The big story in Los Angeles on August 12, 1969 was the release of nineteen-year-old William Garretson, the caretaker at the Cielo Drive estate where five people and the unborn son of Sharon Tate and Roman Polanski murdered a few days before.
William was the only survivor of the slaughter which made him suspect number one. Police arrested William at the point of a shotgun and grilled him for hours. He agreed to take a polygraph test and passed. Inspector Harold Yarnell said: “There is not sufficient evidence to hold Garretson. There is no reason to suspect him.”
Wearing a deer-in-the-headlights expression, William’s attorney, Barry Tarlow, escorted him through the lobby of LAPD’s administration building. The nineteen-year-old, who appeared on the verge of tears, declined to answer any of the barrage of questions called out to him by eager news reporters. He let his lawyer do the talking.
Tarlow told reporters his client said goodnight to Steven Parent at 11:30 p.m. Friday, then went back inside the guesthouse to listen to his stereo. He wasn’t aware of anything until LAPD officers kicked in his door and took him away on Saturday morning.
William shared an address with Sharon Tate and Roman Polanski, but they lived on different planets. Sharon and Roman were in the movie industry; they were among the “beautiful people.” Roman’s big break came in June 1968 with the release of “Rosemary’s Baby.” His career as an A-list director was underway.
Still a teenager, William wasn’t sure what he wanted out of life. He spoke to his mother of an interest in acting, but his aspiration was as common as a cold and easier to catch when living in L.A. Thousands of young people flock to the city seeking stardom – they have been coming here since the 1910s. Far from hanging out with the beautiful people, William had more in common with “Hollywood Blvd drifters, hitchhikers, and drugstore cowboys,” many of whom he brought home with him when they needed a place to crash.
Police wanted to speak to members of both groups – killers defy social strata. William offered names of people he knew, but he didn’t believe any of them capable of the murders.
William’s release featured prominently on the front page of the Los Angeles Times, but there was another intriguing and disturbing story on page 3. The double murder in Los Feliz of Leno and Rosemary LaBianca.
Leno, 44, and Rosemary, 37, were stabbed to death Sunday in their home at 3301 Waverly Drive. The killing of the couple was similar in many to ways to the murders of Sharon Tate and her friends on Saturday. Police Sergeant Bryce Houchin said, “There is a similarity in the slayings. But whether it’s the same suspect or a copycat, we just don’t know.”
Sgt. Houchin appeared open to the idea that the murders could be connected, but in their official statements LAPD wouldn’t go that far.

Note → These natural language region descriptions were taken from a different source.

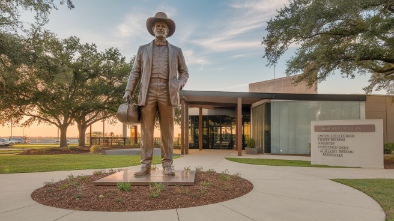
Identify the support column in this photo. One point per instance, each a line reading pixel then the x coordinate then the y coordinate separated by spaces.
pixel 200 130
pixel 187 128
pixel 239 126
pixel 182 127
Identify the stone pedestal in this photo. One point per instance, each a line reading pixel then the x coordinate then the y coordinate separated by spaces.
pixel 184 178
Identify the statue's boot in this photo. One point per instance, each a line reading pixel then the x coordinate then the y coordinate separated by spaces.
pixel 145 170
pixel 168 171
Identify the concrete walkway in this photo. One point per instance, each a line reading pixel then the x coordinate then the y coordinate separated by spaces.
pixel 280 193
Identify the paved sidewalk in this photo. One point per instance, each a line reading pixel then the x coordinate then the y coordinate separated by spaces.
pixel 280 193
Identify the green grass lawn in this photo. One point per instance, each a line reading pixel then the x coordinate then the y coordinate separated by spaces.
pixel 381 190
pixel 275 162
pixel 44 163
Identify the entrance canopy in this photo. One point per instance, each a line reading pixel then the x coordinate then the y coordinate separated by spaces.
pixel 240 101
pixel 220 99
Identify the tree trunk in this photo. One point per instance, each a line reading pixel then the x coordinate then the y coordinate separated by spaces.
pixel 63 135
pixel 81 130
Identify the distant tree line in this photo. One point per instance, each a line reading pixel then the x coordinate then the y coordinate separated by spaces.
pixel 55 81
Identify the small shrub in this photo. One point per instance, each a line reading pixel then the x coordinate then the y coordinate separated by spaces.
pixel 49 183
pixel 388 148
pixel 73 148
pixel 251 143
pixel 96 149
pixel 82 177
pixel 211 171
pixel 199 169
pixel 98 172
pixel 206 183
pixel 124 187
pixel 155 189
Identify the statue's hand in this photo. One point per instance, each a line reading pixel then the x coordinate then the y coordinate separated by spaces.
pixel 176 84
pixel 127 96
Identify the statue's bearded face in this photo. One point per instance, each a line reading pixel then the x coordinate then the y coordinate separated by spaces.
pixel 160 29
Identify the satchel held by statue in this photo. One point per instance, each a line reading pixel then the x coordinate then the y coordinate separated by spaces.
pixel 128 113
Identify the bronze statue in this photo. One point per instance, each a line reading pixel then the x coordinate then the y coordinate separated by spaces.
pixel 161 69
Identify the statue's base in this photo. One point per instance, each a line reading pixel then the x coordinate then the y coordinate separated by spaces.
pixel 183 178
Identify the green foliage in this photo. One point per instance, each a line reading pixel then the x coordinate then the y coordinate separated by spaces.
pixel 388 148
pixel 64 162
pixel 211 171
pixel 206 183
pixel 124 186
pixel 251 143
pixel 199 169
pixel 380 190
pixel 350 36
pixel 275 162
pixel 155 189
pixel 225 176
pixel 96 149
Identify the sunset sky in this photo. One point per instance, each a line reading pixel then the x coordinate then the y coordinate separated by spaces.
pixel 220 39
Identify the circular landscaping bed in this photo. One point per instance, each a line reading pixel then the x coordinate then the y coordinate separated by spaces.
pixel 79 193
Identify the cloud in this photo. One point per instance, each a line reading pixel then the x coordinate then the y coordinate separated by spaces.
pixel 237 28
pixel 192 59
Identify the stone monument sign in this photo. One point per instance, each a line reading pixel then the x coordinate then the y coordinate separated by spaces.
pixel 350 143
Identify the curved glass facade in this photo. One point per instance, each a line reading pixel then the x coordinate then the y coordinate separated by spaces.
pixel 284 127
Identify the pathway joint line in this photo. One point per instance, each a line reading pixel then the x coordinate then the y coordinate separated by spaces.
pixel 237 212
pixel 65 215
pixel 17 208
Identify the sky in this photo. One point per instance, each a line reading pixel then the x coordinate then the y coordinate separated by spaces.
pixel 220 40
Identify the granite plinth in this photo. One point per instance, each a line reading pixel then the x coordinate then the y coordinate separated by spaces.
pixel 183 178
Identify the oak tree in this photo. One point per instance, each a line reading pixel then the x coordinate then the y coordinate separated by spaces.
pixel 352 37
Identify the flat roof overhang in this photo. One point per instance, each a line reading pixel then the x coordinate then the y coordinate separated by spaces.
pixel 220 99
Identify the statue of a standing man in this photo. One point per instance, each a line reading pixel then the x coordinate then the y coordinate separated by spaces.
pixel 161 69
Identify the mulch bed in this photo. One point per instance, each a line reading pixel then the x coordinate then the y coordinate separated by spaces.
pixel 79 193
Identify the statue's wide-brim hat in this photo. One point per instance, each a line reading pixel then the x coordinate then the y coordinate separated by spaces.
pixel 160 16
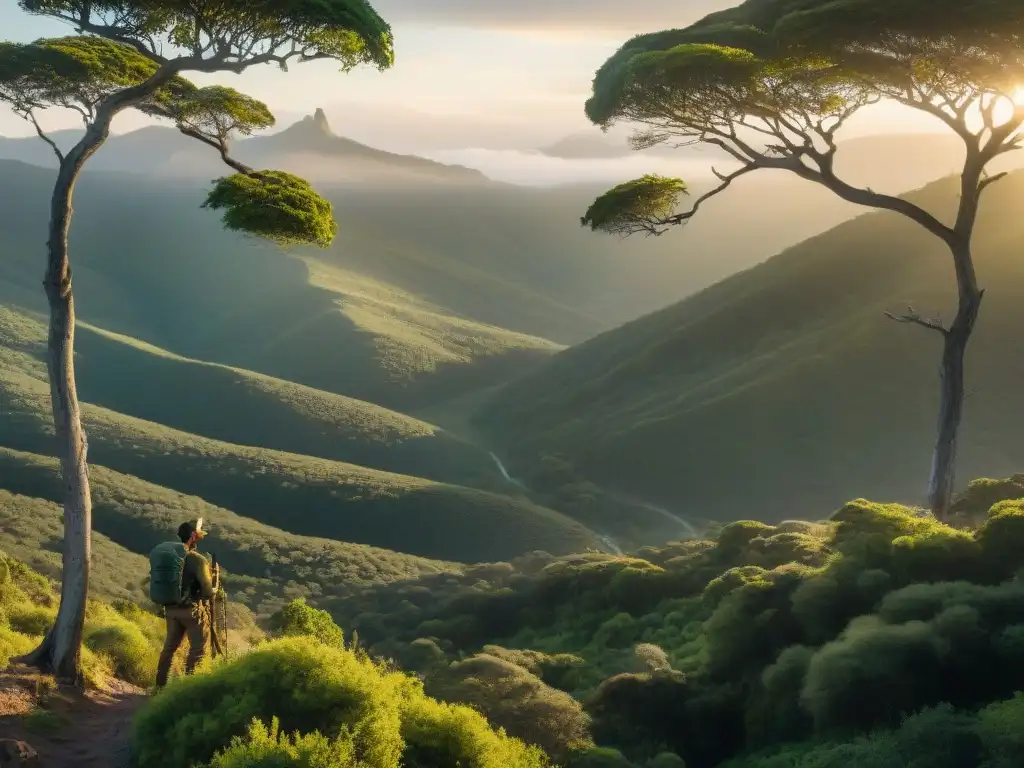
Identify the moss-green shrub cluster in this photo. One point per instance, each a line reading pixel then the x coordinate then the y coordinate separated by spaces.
pixel 121 639
pixel 765 637
pixel 330 701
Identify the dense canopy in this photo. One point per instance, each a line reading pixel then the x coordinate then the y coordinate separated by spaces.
pixel 824 49
pixel 273 205
pixel 71 72
pixel 240 32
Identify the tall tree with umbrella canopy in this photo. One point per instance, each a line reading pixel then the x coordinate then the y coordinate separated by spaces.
pixel 771 82
pixel 132 54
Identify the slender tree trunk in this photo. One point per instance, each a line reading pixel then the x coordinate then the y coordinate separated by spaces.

On August 12, 1969, reporter Bruce Russell wrote:
Whispers that a psychotic killer was after wealthy resident of isolated homes in the Hollywood hills continued after the murder of Miss Tate and the four others was followed a day later by that of a rich supermarket owner and his wife in a plush home 12 miles away.
IN BOTH SETS of slayings the word “Pig” was smeared in blood at the murder scene, hoods covered the heads of males slain and women had cords around their throats.
Police have showed that the two bloodbaths were unconnected. They said the more recent murders of a grocery chain owner Leno La Bianca, 44, and his wife Rosemary, 37, were those of a psychotic cashing in on the publicity of the so-called Tate murders.
But fear-stricken Hollywood residents rushed to buy guns yesterday for self-protection.
Hollywood glitterati panicked. They ripped the names and numbers of their drug dealers out of their little black books and waited for the killer’s arrest so life could return to normal.
No one, except some Los Angeles County Sheriff’s Department homicide investigators, gave a thought to the gruesome killing that pre-dated the August rampage, the murder of Gary Hinman.